Question # 9: How can I help my students become active participants in outreach and ministry, instead of passive observers?

There’s no doubt prodding student involvement is often more work than just doing it all yourself, but there’s a bigger purpose behind getting your students off the bench. It’s about discipleship – mentoring and nurturing their faith walk. Spectators may learn a little something by osmosis, but active, involved participants develop a stronger, more autonomous faith. That means that it will be a slower process than you may like as you seek to help your students step up and begin to live out their faith. But here are some concrete ideas to help you encourage active engagement.

Keep THE Cause front and center. Regularly challenge your teens to talk to their friends about spiritual things and to invite their unreached friends to youth group. Take the lead in carrying the banner for evangelism and wave it vigorously and often, so they begin to see sharing their faith as a natural overflow of their relationship with God.

Recruit students to meet and greet.  These students should do more than just say “hi” to people when they walk through the door. Here are some tips for your teen greeters:

  • Take the initiative to introduce visitors around.
  • If a visitor comes alone, sit by them during the meeting for the first week or two. Talk to them after the meeting wraps up.
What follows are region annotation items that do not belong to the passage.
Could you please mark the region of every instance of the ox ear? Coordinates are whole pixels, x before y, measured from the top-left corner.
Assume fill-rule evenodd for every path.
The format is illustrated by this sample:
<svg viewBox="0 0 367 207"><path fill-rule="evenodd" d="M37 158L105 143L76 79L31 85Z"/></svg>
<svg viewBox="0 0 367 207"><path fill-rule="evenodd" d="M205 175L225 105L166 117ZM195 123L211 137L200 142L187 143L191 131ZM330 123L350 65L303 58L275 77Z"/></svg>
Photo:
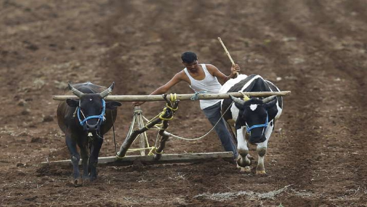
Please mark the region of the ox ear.
<svg viewBox="0 0 367 207"><path fill-rule="evenodd" d="M236 105L236 107L240 109L244 109L244 105L245 104L245 103L246 101L243 100L241 100L240 99L237 99L237 98L232 96L230 95L229 95L229 97L235 103L235 105Z"/></svg>
<svg viewBox="0 0 367 207"><path fill-rule="evenodd" d="M108 101L106 102L106 108L113 110L116 109L118 106L121 106L122 105L121 103L117 101Z"/></svg>
<svg viewBox="0 0 367 207"><path fill-rule="evenodd" d="M76 107L79 106L79 101L71 99L66 99L66 103L70 107Z"/></svg>

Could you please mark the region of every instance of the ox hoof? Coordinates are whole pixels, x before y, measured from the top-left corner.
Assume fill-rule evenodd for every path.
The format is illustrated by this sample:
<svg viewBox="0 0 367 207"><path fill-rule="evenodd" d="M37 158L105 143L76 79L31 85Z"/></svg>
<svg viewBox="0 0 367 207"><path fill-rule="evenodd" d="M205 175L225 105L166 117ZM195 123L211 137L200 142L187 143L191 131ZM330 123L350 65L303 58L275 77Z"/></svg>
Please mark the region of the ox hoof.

Get to know them so you can judge which friendship cluster they’re likely to have an affinity with, then actively work to help them plugged into that group.
  • Ask light ice breaker questions up front like: “So glad you came tonight…how did you hear about us?” “Where do you go to school?” And then move to more directed spiritual topics and questions after the meeting like: “Did what my youth leader said tonight make sense to you?” “Do you have any questions about what you heard tonight?” “Would you like to join us for…?”
  • Ask for a phone number and follow up with a call or text. Invite them to future events.
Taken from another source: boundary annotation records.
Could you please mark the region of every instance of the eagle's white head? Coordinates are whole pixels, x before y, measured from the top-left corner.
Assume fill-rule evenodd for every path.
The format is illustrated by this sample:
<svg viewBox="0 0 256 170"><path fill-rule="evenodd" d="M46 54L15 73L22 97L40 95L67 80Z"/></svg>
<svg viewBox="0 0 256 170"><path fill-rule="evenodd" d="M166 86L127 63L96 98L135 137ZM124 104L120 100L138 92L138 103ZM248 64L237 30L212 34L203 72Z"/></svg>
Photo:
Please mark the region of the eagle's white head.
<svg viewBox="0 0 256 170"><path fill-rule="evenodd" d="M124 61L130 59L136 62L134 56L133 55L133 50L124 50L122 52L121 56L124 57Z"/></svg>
Worship. Genuine worship takes teens deeper with God. Invite students to lead and look for ways to make involvement accessible to all ability levels. Keep it simple and remember that your goal is not to put on a major production, but to glorify God and touch hearts and lives. (You’ll learn a lot about where your students are at emotionally and spiritually if you get them involved in worship.) Here are some ideas:

  • Invite a specific student to bring in a favorite Christian artist’s song and share what it means to them.
  • Ask your students with musical abilities to prepare a song to share.
  • Invite those who are musically challenged to write a poem to God and share it.
  • Ask a student to share a “favorite psalm” and explain why it’s their favorite.
  • Ask your church’s worship pastor to coach some of your teens in this area.
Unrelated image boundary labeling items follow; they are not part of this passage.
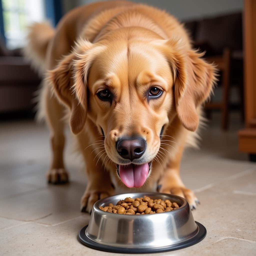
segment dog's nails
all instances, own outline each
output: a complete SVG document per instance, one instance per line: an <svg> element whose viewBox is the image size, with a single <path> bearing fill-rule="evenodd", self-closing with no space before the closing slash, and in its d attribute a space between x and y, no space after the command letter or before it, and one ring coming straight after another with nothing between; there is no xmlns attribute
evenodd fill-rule
<svg viewBox="0 0 256 256"><path fill-rule="evenodd" d="M86 212L86 207L83 206L81 208L81 211L82 212Z"/></svg>
<svg viewBox="0 0 256 256"><path fill-rule="evenodd" d="M160 190L162 187L162 185L161 184L159 184L158 185L158 186L157 186L157 187L156 188L156 191L158 192L159 192L159 190Z"/></svg>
Prayer. Set aside time for your teens to pray. Model how to beg God for the souls of friends who need Jesus. Show them how to pray for things of lasting spiritual impact, going beyond requests like Aunt Ida’s broken hip. Change it up in terms of how you do it each week. For example:

  • Let teens pair off with a friend to pray.
  • Light some candles and have a time of silent prayer and reflection where teens zero in and pray specifically for their friends who need Jesus and ask God what their next step with that friend should be in terms of spiritual conversation.
  • Gather anonymous prayer requests by asking teens to write down one specific request. Then pass the requests out to the group and pray together. Let your teens know that you’ll continue praying for these requests throughout the week. Then do it.

Share stories and share the GOSPEL. Build in time for your teens to be out front.

  • Invite them to share their stories about living and sharing their faith. Reserve two or three minutes a week to have a teenager share their good, bad or ugly story. Successful or not, the very fact that they are trying to share can encourage and inspire others to do the same.
  • Invite and coach various individual teens to deliver the salvation segue and share the GOSPEL at the end of your meetings.

Nothing grows students in their walk with Jesus like active involvement in ministry. You’ve seen this on mission trips, so you know it’s true. It’s time to translate that principle to the homefront and get ‘em in the game.